Our study has several limitations. The type of computer-guidance system used during the study period was not recorded by the registry and therefore not included in our analysis. We did not have access to component-orientation data, and thus, we cannot comment on orientation differences between groups. The observational nature of registry data raises the possibility of unaccounted-for confounders, despite the statistical modeling. The number of surgeons in the computer-guided group was small and may represent a group of surgeons with characteristics different from the surgeons in the non-guided group, such as being concentrated in academic centers or receiving additional manufacturer support. In addition, the non-guided group was more likely to represent more varied (and hence representative) surgical expertise and skill. The small number of revisions in the computer-guided group (7) limited our ability to further analyze reasons for revision. Satisfaction rates (single-item satisfaction measure) were higher in the computer-guided group. As with all PROMs in our analysis, patients were not blinded to the technology used, and this should be considered when interpreting the results. When surgeons use both computer-guided and non-guided surgery, selection bias applies. In addition, the threshold to revise THAs may be different when computer guidance was used at the time of the primary procedure. We have analyzed THAs using components by a single manufacturer, and therefore the results might not be generalizable to all THAs in the registry. We believe that by restricting the analysis to components from a single manufacturer, the effect of component design features was less likely to affect our results. The independent nature of the reports on which our manuscript is based meant that the methodology was decided a priori, and subsequent analyses were not possible. We believe that further analysis of the complete NJR data set and other registries is justified to validate our findings.

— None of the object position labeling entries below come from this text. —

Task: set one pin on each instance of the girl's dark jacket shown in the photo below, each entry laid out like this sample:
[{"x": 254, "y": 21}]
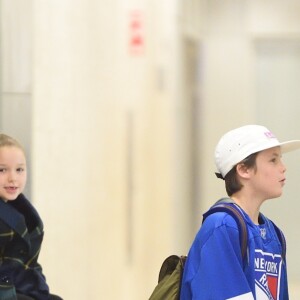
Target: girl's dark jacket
[{"x": 21, "y": 235}]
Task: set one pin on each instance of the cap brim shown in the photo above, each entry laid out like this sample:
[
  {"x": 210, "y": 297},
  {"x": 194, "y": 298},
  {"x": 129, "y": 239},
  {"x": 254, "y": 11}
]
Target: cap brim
[{"x": 289, "y": 146}]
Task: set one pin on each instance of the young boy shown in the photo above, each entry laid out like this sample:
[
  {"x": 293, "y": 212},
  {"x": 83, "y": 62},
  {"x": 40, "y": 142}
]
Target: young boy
[
  {"x": 249, "y": 160},
  {"x": 21, "y": 230}
]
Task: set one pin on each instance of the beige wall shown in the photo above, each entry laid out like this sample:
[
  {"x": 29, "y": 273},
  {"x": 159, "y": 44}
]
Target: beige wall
[{"x": 110, "y": 131}]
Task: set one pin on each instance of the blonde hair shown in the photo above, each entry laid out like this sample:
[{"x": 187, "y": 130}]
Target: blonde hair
[{"x": 6, "y": 140}]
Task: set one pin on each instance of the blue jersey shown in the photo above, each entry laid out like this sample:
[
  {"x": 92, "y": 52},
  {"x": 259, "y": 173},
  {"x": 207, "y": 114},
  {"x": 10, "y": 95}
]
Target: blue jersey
[{"x": 215, "y": 270}]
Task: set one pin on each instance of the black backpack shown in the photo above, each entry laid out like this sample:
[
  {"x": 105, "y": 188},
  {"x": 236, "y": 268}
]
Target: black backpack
[{"x": 170, "y": 275}]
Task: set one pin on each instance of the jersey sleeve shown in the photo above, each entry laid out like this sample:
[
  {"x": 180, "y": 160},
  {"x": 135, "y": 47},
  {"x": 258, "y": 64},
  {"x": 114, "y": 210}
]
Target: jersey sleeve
[{"x": 214, "y": 268}]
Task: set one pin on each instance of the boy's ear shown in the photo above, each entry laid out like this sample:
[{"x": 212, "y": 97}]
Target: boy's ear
[{"x": 242, "y": 171}]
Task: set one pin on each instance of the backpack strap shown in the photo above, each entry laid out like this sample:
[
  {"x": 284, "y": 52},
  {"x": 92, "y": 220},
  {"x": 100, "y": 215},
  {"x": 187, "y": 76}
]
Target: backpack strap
[{"x": 228, "y": 206}]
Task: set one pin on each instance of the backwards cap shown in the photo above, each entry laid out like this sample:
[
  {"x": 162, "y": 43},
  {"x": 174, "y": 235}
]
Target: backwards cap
[{"x": 241, "y": 142}]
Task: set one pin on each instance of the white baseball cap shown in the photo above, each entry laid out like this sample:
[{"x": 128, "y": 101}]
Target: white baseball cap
[{"x": 239, "y": 143}]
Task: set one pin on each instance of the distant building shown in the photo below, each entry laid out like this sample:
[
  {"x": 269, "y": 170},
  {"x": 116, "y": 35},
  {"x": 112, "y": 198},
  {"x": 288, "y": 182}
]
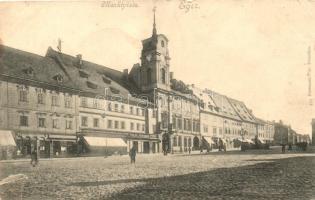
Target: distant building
[
  {"x": 177, "y": 122},
  {"x": 265, "y": 131},
  {"x": 313, "y": 132}
]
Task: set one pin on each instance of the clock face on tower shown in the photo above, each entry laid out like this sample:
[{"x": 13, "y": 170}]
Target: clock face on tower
[{"x": 148, "y": 57}]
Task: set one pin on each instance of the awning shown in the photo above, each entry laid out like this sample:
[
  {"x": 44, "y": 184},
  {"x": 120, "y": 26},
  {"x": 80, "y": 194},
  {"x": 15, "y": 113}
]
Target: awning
[
  {"x": 261, "y": 140},
  {"x": 105, "y": 142},
  {"x": 238, "y": 139},
  {"x": 209, "y": 140},
  {"x": 249, "y": 141},
  {"x": 6, "y": 138}
]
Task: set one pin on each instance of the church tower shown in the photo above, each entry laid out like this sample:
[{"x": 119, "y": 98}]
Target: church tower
[{"x": 155, "y": 72}]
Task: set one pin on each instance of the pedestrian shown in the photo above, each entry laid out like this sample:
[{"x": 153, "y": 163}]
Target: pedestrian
[
  {"x": 34, "y": 159},
  {"x": 132, "y": 154},
  {"x": 283, "y": 148}
]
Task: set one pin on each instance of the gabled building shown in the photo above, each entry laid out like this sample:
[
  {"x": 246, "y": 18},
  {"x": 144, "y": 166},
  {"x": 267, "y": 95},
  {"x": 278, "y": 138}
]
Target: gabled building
[
  {"x": 249, "y": 124},
  {"x": 54, "y": 103},
  {"x": 178, "y": 123}
]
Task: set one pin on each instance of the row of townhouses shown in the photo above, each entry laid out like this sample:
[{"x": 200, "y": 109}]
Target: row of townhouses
[{"x": 62, "y": 104}]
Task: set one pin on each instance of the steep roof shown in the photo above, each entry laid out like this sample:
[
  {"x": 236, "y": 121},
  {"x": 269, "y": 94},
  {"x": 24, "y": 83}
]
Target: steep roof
[
  {"x": 87, "y": 78},
  {"x": 35, "y": 68},
  {"x": 225, "y": 108},
  {"x": 242, "y": 110}
]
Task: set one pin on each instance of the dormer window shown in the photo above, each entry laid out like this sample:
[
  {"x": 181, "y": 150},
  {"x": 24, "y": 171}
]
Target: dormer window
[
  {"x": 162, "y": 43},
  {"x": 83, "y": 74},
  {"x": 106, "y": 80},
  {"x": 114, "y": 90},
  {"x": 58, "y": 78},
  {"x": 29, "y": 71},
  {"x": 91, "y": 85}
]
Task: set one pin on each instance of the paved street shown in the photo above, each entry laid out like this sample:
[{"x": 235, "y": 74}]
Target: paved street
[{"x": 214, "y": 176}]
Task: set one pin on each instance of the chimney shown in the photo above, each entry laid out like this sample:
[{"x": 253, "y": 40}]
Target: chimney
[
  {"x": 125, "y": 74},
  {"x": 79, "y": 60},
  {"x": 171, "y": 75}
]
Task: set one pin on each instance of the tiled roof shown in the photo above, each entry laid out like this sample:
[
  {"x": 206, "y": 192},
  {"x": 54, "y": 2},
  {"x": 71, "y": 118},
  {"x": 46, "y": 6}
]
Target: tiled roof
[
  {"x": 225, "y": 108},
  {"x": 242, "y": 110},
  {"x": 28, "y": 66},
  {"x": 61, "y": 70}
]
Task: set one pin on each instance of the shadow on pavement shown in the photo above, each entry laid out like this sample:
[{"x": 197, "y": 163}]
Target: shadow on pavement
[{"x": 289, "y": 178}]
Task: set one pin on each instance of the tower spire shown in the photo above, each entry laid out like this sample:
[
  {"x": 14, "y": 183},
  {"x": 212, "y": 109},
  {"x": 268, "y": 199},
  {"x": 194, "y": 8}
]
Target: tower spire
[{"x": 154, "y": 25}]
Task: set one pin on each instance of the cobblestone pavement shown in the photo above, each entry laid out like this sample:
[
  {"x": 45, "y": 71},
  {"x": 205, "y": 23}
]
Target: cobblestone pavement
[{"x": 218, "y": 176}]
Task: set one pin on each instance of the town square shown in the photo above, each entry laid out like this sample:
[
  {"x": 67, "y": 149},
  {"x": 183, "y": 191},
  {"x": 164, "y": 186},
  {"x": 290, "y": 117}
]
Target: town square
[{"x": 132, "y": 99}]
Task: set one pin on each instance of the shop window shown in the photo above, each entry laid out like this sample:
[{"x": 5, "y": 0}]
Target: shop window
[
  {"x": 84, "y": 102},
  {"x": 55, "y": 123},
  {"x": 95, "y": 122},
  {"x": 122, "y": 125},
  {"x": 109, "y": 123},
  {"x": 54, "y": 100},
  {"x": 23, "y": 120},
  {"x": 116, "y": 124},
  {"x": 41, "y": 122},
  {"x": 68, "y": 124},
  {"x": 40, "y": 98},
  {"x": 84, "y": 121}
]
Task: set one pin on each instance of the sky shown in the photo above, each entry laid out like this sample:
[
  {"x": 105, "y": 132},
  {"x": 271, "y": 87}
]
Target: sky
[{"x": 253, "y": 51}]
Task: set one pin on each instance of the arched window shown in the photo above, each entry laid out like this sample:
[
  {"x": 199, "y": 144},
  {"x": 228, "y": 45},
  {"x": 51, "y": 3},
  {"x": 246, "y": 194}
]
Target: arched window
[
  {"x": 148, "y": 76},
  {"x": 163, "y": 76}
]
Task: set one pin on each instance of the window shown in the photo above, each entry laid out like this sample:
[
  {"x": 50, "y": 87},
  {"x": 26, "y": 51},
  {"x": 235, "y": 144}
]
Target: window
[
  {"x": 40, "y": 98},
  {"x": 142, "y": 112},
  {"x": 153, "y": 113},
  {"x": 179, "y": 140},
  {"x": 205, "y": 128},
  {"x": 116, "y": 107},
  {"x": 122, "y": 125},
  {"x": 95, "y": 122},
  {"x": 163, "y": 76},
  {"x": 116, "y": 125},
  {"x": 23, "y": 121},
  {"x": 55, "y": 123},
  {"x": 68, "y": 124},
  {"x": 189, "y": 125},
  {"x": 83, "y": 101},
  {"x": 23, "y": 96},
  {"x": 109, "y": 123},
  {"x": 84, "y": 121},
  {"x": 54, "y": 100},
  {"x": 131, "y": 110},
  {"x": 175, "y": 141},
  {"x": 179, "y": 123},
  {"x": 95, "y": 103},
  {"x": 174, "y": 122},
  {"x": 149, "y": 80},
  {"x": 109, "y": 106},
  {"x": 154, "y": 128},
  {"x": 143, "y": 127},
  {"x": 41, "y": 122},
  {"x": 67, "y": 102}
]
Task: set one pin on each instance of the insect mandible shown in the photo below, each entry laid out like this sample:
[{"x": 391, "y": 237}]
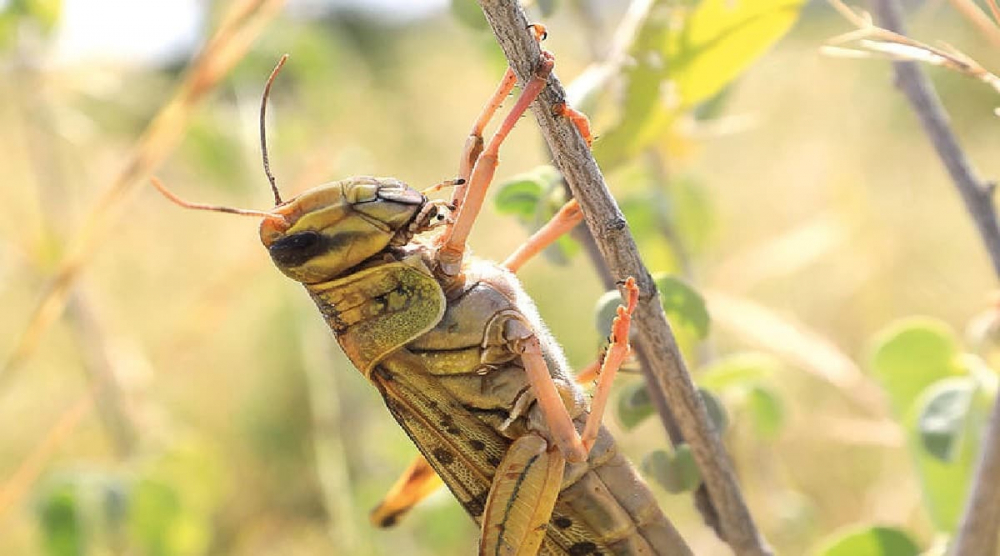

The use of computer-guided surgery was associated with a reduced rate of revision in this manufacturer-specific analysis of registry data at a mean follow-up of 5.6 years. The response to the single-item satisfaction measure was higher in the computer-guided group, although the patients were not blinded. Causality cannot be inferred, as our study was observational in nature and cannot account for unmeasured confounders. If confirmed, the reduced risk of revision is valuable information for future health economics studies investigating the cost-effectiveness of the technology. We recommend further clinical trials and database/registry studies to investigate the effects of computer-guided surgery on prosthetic joint survival. Areas of interest for future research include patients at high risk for dislocation, such as patients identified through spinopelvic assessment. Computer-guided surgery should also be evaluated against new and increasingly popular technologies, such as dual-mobility bearings or large-head THA components.